Hoi!
There are languages in which their Wikipedia is the first encyclopedia *ever* written in the language. I can hypothetically imagine such a Wikipedia allowing original research or even signed articles, Britannica-style.
This is our case and many other small communities'. Anyway, allowing original content is a *very* risky move. Small cultures are often (at least in some of their dwellers) close to political radicalism and such politically oriented minorities MAY perceive that they need to rewrite history from scratch...
I can name a number of such examples in post-soviet wikies, but my own is pretty close to the same situation. The history of Italian unity is usually told according to official proto-fascist (Italian unionist) opinions and only a few historians move away from those grounds to quote (for example) the number of southern Italians slain by means of the Pica Law (I believe Del Boca says it could have been up to a million) or the number of loyalist Neapolitan officers killed by our piedmontese army in the Fenestrelle Fortress and whose bodies have been destroyed Auschwitz style, the bombing of the civilian population in Genoa, the massacre of the Turinese population when the capital was moved to Florence, etc etc.
Dealing with such events is in itself VERY dangerous. Italian schools keep growing up kids telling them only the fascist version, so chances are that just even mentioning these subjects would be intended as separatism by many Italian wikeers (does such an expression exist?). How do you cope with this?
Opening wikipedia to planet-wide participation means that our "consensus about what truth is" will often be conflicting with local visions/versions. What happens with small European and post-soviet wikies is but the pale dawn of a big upcoming tide. When I say that small cultures need to speak to each other is because history is written by the winners, so chances are that most of such problems originate in our small villages. It's no point in going delirious, but maybe we can associate and produce a way to deliver "verified content" and at that point impose the presence of our version at trans-wiki level (not as a monopolistic way, obviously).

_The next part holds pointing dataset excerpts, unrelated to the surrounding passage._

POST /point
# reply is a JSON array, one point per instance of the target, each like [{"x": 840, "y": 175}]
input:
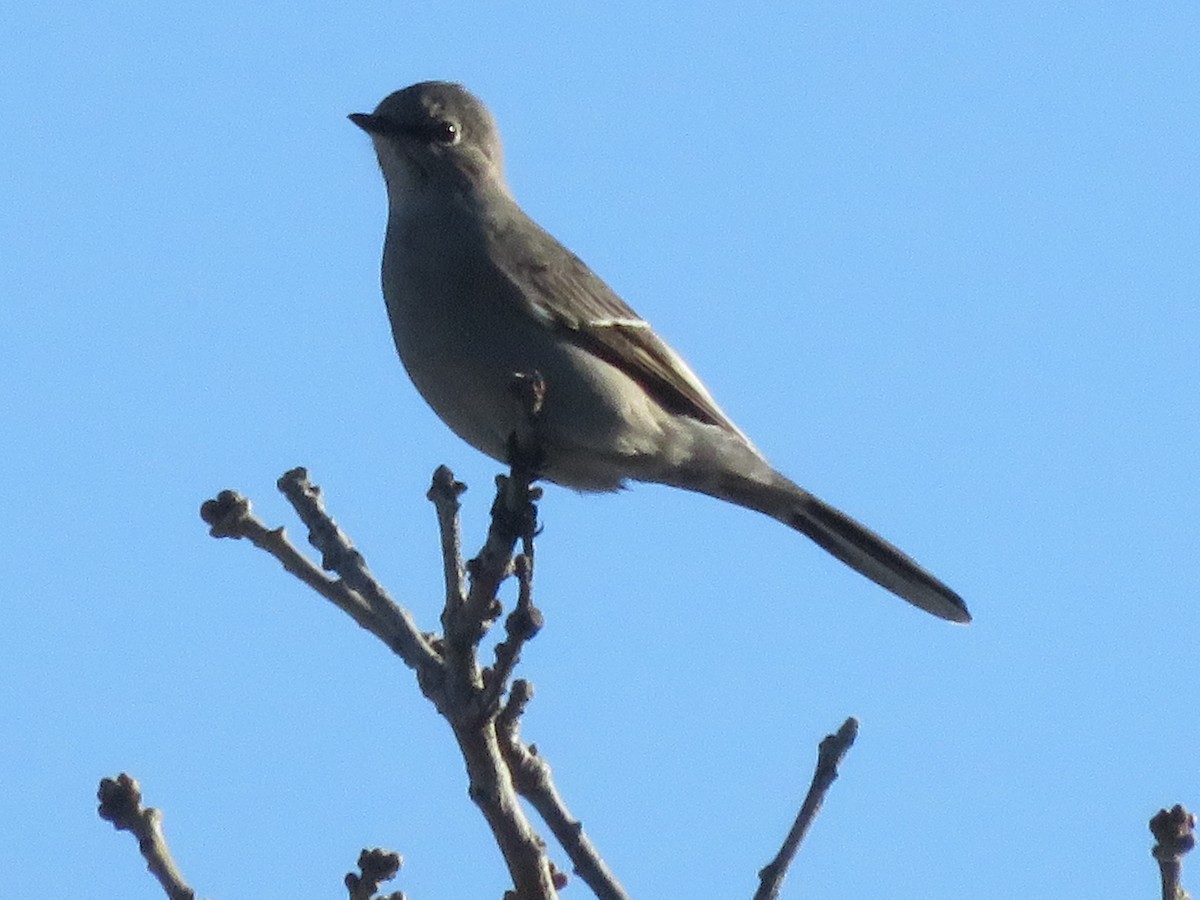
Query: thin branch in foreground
[
  {"x": 829, "y": 755},
  {"x": 448, "y": 669},
  {"x": 1174, "y": 832},
  {"x": 522, "y": 625},
  {"x": 120, "y": 803},
  {"x": 532, "y": 775},
  {"x": 229, "y": 516},
  {"x": 376, "y": 867}
]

We can decide that we simply "don't give a damn" or we can ask ourselves questions. I ask myself whether having such an incredibly wide access to sources cannot be used to confront versions and at least start to catalog these very conflicts. What about an international template marking that "conflicting versions exist"?
We cannot simply repress. Many times people get nervous because when they speak in a normal tone they only get laughed at. If we don't want people to get mad we must give them a channel for them to speak plainly and be heard (if and when they have real things to say).